Returning sources for a RAG
tzumby opened this issue · comments
Hi there,
I'm trying to return the content sources when running questions through a basic RAG.
I found this example in langchain that looks very similar to the way you're retrieving answers in the basic RAG example.
def format_docs(docs):
print(doc.page_content)
return "\n\n".join(doc.page_content for doc in docs)
rag_chain_from_docs = (
{"context": retriever, "question": RunnablePassthrough.assign(context=(lambda x: format_docs(x["context"])))}
| prompt
| model
| StrOutputParser()
)
When I try to print the context, I get a list of documents:
[Document(page_content="Content 1"), Document(page_content="Content 2")]
But when I add this:
rag_chain_with_source = RunnableParallel(
{"context": retriever, "question": RunnablePassthrough()}
).assign(answer=rag_chain_from_docs)
I get an TypeError: Object of type Document is not JSON serializable
I'm actively debugging this and I feel I'm missing something very basic, but any help would be much appreciated!

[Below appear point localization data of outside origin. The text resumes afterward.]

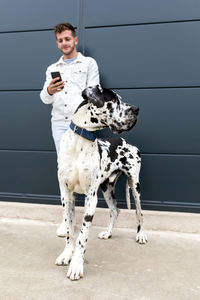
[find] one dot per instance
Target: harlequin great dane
(85, 163)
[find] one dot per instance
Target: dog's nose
(135, 110)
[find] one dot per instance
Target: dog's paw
(64, 258)
(75, 271)
(104, 235)
(141, 237)
(61, 231)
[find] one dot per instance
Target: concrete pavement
(166, 268)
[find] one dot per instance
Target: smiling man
(77, 72)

@tzumby Looking into this. Thanks for reporting.
@tzumby This looks like an open issue in Langchain and a workaround is mentioned here - langchain-ai/langchain#2222 (comment)
Please let me know if this solves your issue!
Thank you @diptanu, I'm going to track this there. I'm taking a step back and trying to understand Langchain a bit more because even with the pointers there, I still can't get it to work. Once I figure this out, I can contribute with some docs to Indexify if you think it would fit in with the rest of the resources.